In [None]:
# Sumani
# 5-8-2024

# Building and Training a CNN model on CIFAR-10 Dataset Using PyTorch

This notebook demonstrates how to build a Convolutional Neural Network (CNN) using PyTorch to classify images from the CIFAR-10 dataset.

## CIFAR-10 Dataset

The CIFAR-10 dataset is a widely used dataset for training machine learning and computer vision algorithms. It was created by the Canadian Institute For Advanced Research (CIFAR). The CIFAR-10 dataset is often used to benchmark the performance of new algorithms in the field of image classification. It provides a challenging classification task where each image must be correctly labeled with one of the 10 classes.

Here are some key points about the dataset:

* Number of Images: The dataset contains 60,000 color images, each of size 32x32 pixels.
* Classes: There are 10 different classes in the CIFAR-10 dataset. Each class represents a distinct object category: Airplane, Automobile, Bird, Cat, Deer, Dog, Frog, Horse, Ship, Truck.

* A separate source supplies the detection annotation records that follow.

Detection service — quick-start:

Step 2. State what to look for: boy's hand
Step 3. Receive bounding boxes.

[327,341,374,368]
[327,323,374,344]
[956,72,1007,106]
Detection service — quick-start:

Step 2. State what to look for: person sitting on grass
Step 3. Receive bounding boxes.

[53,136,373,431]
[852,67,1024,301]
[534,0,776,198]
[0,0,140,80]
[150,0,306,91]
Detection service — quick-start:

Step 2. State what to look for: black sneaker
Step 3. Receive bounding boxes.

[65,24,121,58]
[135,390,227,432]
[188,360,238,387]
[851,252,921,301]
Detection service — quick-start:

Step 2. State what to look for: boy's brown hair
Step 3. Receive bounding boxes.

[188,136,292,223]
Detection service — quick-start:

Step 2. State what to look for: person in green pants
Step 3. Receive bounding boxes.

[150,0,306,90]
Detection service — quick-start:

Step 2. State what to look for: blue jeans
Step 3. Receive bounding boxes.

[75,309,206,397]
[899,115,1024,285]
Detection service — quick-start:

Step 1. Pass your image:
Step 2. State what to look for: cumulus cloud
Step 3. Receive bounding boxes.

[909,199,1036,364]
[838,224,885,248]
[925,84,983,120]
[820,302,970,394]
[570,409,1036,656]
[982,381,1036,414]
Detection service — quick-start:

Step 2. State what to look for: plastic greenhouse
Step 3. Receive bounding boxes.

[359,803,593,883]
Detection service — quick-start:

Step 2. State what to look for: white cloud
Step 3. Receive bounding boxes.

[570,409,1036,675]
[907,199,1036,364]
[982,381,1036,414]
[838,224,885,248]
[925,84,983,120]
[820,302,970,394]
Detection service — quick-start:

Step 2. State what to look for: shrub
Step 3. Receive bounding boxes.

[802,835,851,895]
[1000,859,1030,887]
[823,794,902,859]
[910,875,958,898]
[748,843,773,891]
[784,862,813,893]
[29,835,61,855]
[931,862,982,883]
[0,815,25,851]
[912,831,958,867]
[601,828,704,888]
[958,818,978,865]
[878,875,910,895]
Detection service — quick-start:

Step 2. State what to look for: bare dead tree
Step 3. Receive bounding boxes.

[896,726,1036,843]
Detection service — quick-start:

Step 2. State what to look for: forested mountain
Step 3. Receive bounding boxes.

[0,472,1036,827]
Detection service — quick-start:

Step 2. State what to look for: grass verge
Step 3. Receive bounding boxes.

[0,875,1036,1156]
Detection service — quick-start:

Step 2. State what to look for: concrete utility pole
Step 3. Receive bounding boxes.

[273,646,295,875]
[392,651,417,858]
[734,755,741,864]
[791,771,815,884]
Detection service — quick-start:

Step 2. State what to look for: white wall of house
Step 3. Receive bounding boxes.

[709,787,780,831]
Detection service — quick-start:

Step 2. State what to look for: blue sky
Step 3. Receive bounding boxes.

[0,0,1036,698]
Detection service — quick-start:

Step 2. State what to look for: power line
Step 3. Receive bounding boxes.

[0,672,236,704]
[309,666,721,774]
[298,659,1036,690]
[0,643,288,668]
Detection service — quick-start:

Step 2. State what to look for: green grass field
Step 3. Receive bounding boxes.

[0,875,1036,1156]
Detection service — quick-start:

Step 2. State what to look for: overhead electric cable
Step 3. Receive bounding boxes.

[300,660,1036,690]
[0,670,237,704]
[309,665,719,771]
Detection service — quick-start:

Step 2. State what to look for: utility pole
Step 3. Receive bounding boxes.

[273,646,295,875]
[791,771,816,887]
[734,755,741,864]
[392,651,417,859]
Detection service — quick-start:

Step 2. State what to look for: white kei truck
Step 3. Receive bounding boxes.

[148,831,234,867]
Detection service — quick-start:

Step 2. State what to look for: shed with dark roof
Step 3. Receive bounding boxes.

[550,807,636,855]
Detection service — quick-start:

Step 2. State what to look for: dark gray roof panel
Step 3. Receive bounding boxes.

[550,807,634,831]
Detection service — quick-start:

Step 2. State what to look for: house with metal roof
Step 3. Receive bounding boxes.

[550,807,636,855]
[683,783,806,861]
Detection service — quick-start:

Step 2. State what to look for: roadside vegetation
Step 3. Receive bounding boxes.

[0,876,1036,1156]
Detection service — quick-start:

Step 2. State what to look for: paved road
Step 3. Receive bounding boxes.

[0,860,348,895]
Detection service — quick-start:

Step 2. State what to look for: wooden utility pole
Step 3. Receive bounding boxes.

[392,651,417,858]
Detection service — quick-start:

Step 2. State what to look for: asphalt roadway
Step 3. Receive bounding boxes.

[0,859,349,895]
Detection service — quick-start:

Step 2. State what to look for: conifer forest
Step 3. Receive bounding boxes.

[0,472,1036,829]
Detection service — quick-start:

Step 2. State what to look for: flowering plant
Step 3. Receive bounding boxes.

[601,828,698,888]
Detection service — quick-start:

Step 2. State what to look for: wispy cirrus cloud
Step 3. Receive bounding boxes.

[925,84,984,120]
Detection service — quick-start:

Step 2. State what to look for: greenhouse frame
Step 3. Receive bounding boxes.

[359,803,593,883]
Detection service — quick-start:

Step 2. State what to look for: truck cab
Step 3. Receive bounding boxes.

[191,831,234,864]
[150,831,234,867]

* Training and Testing Split: The dataset is divided into two parts:
    * 50,000 training images
    * 10,000 test images

Image Characteristics: All images in the dataset are RGB (color) images, and each image has dimensions of 32x32 pixels. This small size makes the dataset suitable for experimenting with various image recognition algorithms without requiring extensive computational resources.

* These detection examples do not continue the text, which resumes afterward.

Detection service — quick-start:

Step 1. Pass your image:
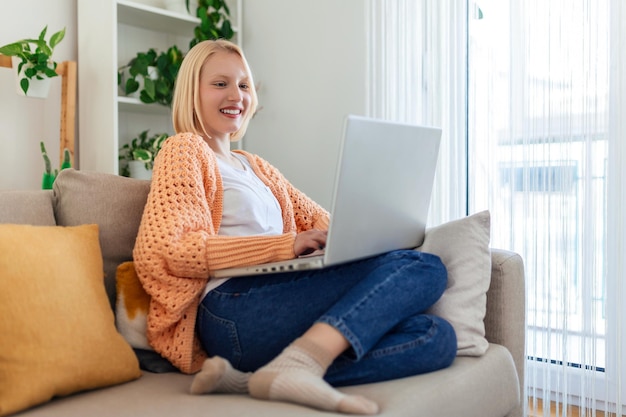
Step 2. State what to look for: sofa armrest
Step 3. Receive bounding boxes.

[485,249,526,416]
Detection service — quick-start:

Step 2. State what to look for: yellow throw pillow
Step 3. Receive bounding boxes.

[0,224,141,416]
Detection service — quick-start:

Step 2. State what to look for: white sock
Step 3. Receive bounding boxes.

[191,356,252,394]
[248,338,378,415]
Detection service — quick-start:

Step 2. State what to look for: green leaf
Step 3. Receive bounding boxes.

[20,78,30,94]
[142,78,156,101]
[50,28,65,49]
[0,42,22,56]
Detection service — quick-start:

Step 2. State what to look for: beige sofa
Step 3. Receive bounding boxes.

[0,170,525,417]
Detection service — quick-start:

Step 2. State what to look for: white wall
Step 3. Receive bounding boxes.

[0,0,366,203]
[243,0,367,208]
[0,0,76,190]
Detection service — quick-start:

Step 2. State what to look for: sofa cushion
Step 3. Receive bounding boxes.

[11,345,521,417]
[0,190,56,226]
[0,224,140,416]
[54,169,150,307]
[419,210,491,356]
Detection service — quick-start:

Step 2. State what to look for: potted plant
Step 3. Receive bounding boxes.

[118,45,183,106]
[39,142,72,190]
[119,130,169,179]
[0,26,65,97]
[185,0,235,48]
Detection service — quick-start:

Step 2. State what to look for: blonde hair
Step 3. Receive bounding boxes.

[172,39,259,141]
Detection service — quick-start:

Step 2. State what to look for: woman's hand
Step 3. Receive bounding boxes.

[293,229,328,256]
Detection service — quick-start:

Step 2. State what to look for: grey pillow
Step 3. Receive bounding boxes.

[418,211,491,356]
[54,169,150,308]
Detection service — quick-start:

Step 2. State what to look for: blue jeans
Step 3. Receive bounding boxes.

[196,250,457,386]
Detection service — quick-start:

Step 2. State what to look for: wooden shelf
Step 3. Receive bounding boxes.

[117,96,171,114]
[117,0,200,36]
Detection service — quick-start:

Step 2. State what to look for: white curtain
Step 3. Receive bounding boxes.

[368,0,467,224]
[369,0,626,416]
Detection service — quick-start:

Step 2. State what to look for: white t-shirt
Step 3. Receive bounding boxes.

[203,153,283,297]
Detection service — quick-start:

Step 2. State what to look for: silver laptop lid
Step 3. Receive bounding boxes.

[324,115,441,265]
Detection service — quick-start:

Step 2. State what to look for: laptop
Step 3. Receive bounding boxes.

[211,115,441,278]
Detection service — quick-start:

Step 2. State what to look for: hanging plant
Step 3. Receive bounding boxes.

[185,0,235,48]
[0,26,65,95]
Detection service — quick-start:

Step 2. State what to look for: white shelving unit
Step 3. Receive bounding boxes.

[77,0,242,174]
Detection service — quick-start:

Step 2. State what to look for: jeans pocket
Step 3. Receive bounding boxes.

[196,304,242,368]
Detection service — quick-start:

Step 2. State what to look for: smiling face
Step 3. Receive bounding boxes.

[198,51,252,140]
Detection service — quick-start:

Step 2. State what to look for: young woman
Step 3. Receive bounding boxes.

[134,40,456,414]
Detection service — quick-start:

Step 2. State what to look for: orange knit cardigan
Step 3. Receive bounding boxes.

[133,133,329,373]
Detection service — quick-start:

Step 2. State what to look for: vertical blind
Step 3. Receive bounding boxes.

[368,0,626,416]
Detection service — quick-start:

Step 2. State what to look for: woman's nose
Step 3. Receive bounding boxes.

[228,86,242,101]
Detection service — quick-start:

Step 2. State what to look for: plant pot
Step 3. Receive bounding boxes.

[128,161,152,180]
[119,67,159,98]
[11,56,52,98]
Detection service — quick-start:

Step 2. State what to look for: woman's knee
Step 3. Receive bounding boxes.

[394,250,448,303]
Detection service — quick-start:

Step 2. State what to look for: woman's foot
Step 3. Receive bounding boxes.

[248,338,378,415]
[191,356,251,394]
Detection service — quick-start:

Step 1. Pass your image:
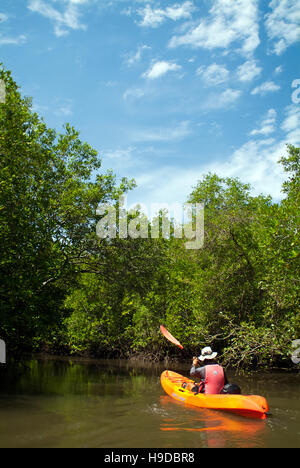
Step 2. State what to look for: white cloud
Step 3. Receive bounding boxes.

[203,88,242,109]
[138,1,195,28]
[237,60,262,81]
[28,0,89,37]
[274,65,283,75]
[250,109,277,135]
[123,88,145,101]
[251,81,280,96]
[169,0,260,56]
[132,120,192,142]
[127,105,300,209]
[265,0,300,55]
[0,34,27,46]
[142,60,181,80]
[197,63,229,86]
[125,44,151,67]
[281,105,300,145]
[0,13,8,23]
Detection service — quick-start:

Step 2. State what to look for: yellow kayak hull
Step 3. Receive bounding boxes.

[160,370,269,419]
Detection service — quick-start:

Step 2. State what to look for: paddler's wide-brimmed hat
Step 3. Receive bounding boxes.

[198,346,218,361]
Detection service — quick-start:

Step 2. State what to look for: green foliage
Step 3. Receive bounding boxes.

[0,66,300,368]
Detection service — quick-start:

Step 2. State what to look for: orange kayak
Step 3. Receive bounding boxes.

[160,370,269,419]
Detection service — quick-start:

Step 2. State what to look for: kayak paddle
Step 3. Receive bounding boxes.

[160,325,183,349]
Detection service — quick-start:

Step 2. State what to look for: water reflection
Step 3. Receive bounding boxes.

[160,396,266,448]
[0,357,300,448]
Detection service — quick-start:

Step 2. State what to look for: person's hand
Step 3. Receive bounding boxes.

[193,356,199,366]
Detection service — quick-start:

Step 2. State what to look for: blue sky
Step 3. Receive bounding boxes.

[0,0,300,208]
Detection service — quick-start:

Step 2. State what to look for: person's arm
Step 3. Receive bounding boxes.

[190,358,205,380]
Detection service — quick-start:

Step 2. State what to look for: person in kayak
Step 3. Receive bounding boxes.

[190,346,228,395]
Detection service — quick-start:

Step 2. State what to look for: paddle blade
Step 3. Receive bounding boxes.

[160,325,183,349]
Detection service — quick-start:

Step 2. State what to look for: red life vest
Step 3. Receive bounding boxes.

[204,364,225,395]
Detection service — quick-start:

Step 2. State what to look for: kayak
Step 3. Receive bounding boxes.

[160,370,269,419]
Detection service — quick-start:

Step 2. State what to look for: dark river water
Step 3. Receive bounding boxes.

[0,357,300,449]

Normalization: Before training a model on the CIFAR-10 dataset, it is common practice to normalize the images. Normalization helps in speeding up the training process and achieving better performance. Typically, the images are normalized to have a mean and standard deviation of 0.5 for each of the RGB channels.

## Import Libraries

We start by importing the necessary libraries. PyTorch is a popular deep learning framework, and torchvision provides utilities for working with image data.

In [None]:
import torch
import torch.nn as nn
import torch.nn.functional as F
import torch.optim as optim
import torchvision
import torchvision.transforms as transforms
import matplotlib.pyplot as plt
import numpy as np

# Check device
device = torch.device("cuda" if torch.cuda.is_available() else "cpu")

## Load and Preprocess Data

We load the CIFAR-10 dataset and apply transformations to the images. These transformations include random horizontal flipping, random cropping, and normalization. Normalization scales the pixel values to a range that is suitable for training a neural network.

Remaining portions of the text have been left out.